At Least He Went: The Short Missionary Career of John Chau

post date: November 24, 2018


"It takes no size to criticize."
That's a line I first heard from one of my seminary professors many years ago. Somehow it came floating back to my mind when I heard the news about John Chau, the young man who died in an abortive attempt to reach a reclusive tribe on an isolated island in the Indian Ocean.
He was only 26 years old.
You can read the details in an article called Fear and Faith published in the Washington Post on November 22.  He obviously had a heart for the Great Commission and the kind of adventurous spirit that causes young people to take chances that make the rest of us shake our heads.
Why did he pick that island?
Why did he go by himself?
How did he expect to communicate with them?
Here's the question that lingers in my mind: Why did he go back? On an earlier trip to that forbidden island, a teenager shot at him with his bow and arrow, striking him in his Bible. What a picture that is! An aspiring missionary, on his way to preach the gospel, shot at by the very people he is trying to reach, and saved when the arrow hits his Bible.
I'm not sure what I would do at that point. It's fruitless for me to go very far down that imaginary road because I am exactly 40 years older than John Chau. I can't picture myself doing what he did in the first place.
That's not exactly the point, or maybe it is.
It's not just that he went.
It's that he went back after they shot at him.
He wrote this in his journal near the end of his life:
 
“I think I could be more useful alive . . . but to you, God, I give all the glory of whatever happens,” Chau wrote. He asked God to forgive “any of the people on this island who try to kill me, and especially if they succeed.”

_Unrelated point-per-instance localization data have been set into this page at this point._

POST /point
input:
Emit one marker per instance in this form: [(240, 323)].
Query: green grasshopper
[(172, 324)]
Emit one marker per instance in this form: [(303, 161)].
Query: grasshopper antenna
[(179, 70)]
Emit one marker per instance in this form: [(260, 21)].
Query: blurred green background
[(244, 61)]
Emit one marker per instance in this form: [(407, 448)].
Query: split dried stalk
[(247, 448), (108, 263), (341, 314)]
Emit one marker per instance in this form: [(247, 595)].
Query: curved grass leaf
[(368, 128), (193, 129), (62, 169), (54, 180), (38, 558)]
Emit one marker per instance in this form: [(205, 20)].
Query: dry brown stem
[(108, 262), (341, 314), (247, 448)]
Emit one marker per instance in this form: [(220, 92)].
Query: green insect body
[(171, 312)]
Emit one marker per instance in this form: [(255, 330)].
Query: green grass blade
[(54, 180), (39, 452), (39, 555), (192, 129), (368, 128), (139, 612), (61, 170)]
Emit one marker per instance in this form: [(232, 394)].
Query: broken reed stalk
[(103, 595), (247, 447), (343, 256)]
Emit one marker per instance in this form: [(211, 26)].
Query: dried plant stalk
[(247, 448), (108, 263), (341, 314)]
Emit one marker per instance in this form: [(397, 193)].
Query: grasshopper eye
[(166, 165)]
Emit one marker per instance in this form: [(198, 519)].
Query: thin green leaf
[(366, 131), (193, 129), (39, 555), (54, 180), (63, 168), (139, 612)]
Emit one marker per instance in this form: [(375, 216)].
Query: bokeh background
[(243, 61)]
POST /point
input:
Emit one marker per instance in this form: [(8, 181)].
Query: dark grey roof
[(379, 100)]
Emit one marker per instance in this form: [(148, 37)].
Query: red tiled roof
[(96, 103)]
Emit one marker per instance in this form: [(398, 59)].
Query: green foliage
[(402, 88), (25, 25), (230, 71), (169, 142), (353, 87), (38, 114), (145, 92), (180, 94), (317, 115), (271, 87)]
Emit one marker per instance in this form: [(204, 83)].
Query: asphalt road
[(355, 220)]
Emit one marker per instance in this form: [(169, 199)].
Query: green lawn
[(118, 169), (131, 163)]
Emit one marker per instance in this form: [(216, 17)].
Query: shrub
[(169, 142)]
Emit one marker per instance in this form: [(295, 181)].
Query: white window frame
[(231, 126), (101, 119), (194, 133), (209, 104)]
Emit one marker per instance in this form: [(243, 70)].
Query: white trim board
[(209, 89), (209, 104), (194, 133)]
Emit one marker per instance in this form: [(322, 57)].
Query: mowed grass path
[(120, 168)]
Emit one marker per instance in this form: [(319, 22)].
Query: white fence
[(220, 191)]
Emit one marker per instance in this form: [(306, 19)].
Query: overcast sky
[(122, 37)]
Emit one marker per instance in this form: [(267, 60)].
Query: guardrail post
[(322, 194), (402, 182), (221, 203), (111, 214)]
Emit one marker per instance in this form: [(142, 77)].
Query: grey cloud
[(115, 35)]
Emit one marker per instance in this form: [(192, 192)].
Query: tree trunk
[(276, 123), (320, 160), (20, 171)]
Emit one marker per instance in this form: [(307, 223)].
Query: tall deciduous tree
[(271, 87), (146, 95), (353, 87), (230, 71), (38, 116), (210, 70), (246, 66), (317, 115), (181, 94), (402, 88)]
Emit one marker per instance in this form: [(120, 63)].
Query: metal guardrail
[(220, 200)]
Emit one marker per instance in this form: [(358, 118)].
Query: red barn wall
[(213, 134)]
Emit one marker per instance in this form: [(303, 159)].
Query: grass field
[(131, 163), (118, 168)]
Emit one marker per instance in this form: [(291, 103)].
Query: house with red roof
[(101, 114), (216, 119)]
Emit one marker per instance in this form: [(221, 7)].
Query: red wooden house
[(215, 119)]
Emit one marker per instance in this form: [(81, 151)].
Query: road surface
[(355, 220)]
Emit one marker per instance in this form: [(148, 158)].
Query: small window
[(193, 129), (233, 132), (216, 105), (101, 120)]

So now a bright, capable young man with a heart for God lies buried in the sand of North Sentinel Island. It is so easy to say, "He shouldn't have gone" or "I would have done it some other way" or "He was a fool."

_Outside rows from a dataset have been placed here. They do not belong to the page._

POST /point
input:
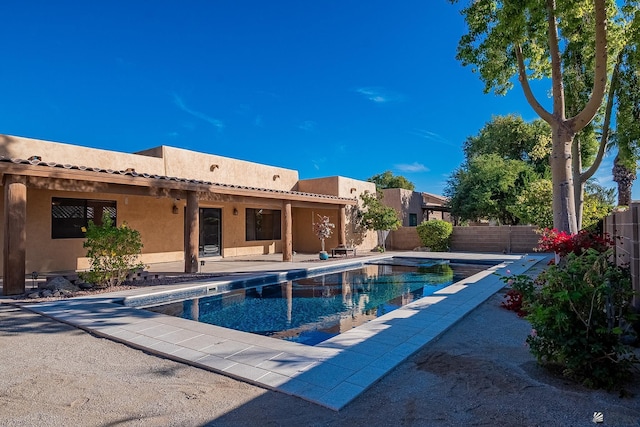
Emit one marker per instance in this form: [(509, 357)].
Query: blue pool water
[(313, 309)]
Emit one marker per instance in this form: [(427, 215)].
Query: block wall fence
[(500, 239), (623, 227)]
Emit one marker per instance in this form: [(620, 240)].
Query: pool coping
[(331, 374)]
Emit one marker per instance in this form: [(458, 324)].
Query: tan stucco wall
[(168, 161), (163, 231), (23, 148), (184, 163)]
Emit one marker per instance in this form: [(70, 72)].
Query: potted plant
[(323, 229)]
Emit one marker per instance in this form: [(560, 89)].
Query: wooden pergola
[(18, 175)]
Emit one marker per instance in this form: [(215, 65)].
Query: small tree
[(323, 229), (435, 234), (379, 217), (113, 252)]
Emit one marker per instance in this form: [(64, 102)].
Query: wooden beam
[(15, 235), (342, 226), (192, 233), (287, 227)]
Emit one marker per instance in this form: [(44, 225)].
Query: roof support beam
[(15, 235)]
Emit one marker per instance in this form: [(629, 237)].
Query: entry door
[(210, 240)]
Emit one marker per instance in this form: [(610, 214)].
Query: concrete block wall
[(501, 239), (623, 227), (403, 239), (505, 239)]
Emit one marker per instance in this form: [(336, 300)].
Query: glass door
[(210, 239)]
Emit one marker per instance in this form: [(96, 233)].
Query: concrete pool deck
[(330, 374)]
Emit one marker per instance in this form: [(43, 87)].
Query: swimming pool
[(313, 309)]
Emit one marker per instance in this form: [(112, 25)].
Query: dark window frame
[(69, 216), (263, 224)]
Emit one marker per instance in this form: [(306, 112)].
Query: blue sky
[(327, 88)]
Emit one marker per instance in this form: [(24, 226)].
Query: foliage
[(579, 310), (521, 287), (435, 234), (113, 252), (376, 215), (323, 228), (573, 44), (513, 139), (579, 314), (563, 243), (486, 186), (533, 204), (388, 180)]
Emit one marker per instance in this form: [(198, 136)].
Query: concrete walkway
[(330, 374)]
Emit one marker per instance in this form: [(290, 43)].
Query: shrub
[(113, 252), (579, 311), (521, 288), (435, 234), (564, 243)]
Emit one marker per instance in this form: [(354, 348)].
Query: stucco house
[(186, 205), (415, 207)]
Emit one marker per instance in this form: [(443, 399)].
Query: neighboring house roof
[(38, 168), (436, 196)]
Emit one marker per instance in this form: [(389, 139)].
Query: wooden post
[(15, 235), (342, 226), (192, 233), (287, 238)]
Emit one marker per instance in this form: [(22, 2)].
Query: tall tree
[(529, 39), (389, 180), (514, 139), (486, 186), (626, 139)]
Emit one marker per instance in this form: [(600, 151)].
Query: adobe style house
[(186, 206), (414, 207)]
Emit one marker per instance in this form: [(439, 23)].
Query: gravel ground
[(479, 373)]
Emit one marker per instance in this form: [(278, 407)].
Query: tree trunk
[(624, 178), (578, 183), (564, 207)]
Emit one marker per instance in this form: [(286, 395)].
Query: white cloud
[(413, 167), (181, 105), (379, 95), (432, 136), (308, 125)]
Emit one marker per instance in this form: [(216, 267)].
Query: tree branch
[(524, 82), (556, 63), (590, 110), (604, 139)]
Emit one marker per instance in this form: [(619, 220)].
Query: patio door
[(210, 236)]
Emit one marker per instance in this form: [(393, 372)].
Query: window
[(68, 216), (263, 224)]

It is instructive to glance through the 3000 comments on the Washington Post article. Most are harshly negative and highly critical, not just of this young man, but of the whole Christian missionary enterprise.
The death of John Chau reminds us that the world will never understand why we do what we do, that living by faith is risky business, and that there is a high cost to the Great Commission.
I suspect if we could talk to John Chau, he would say he had no regrets. He did want he did because he wanted to bring Jesus to people who did not know him. Before you jump to conclusions about this young man, ask yourself what you are doing and how far you are willing to go to bring Christ to the world.
That's an uncomfortable topic, which is why it's easier to criticize than to look in the mirror.
At least he went.
Argue about his methods if you wish.
Say that you wouldn't do what he did.
Call it foolishness if you will.
But as another missionary reminded us, "He is no fool who gives what he cannot keep to gain what he cannot lose."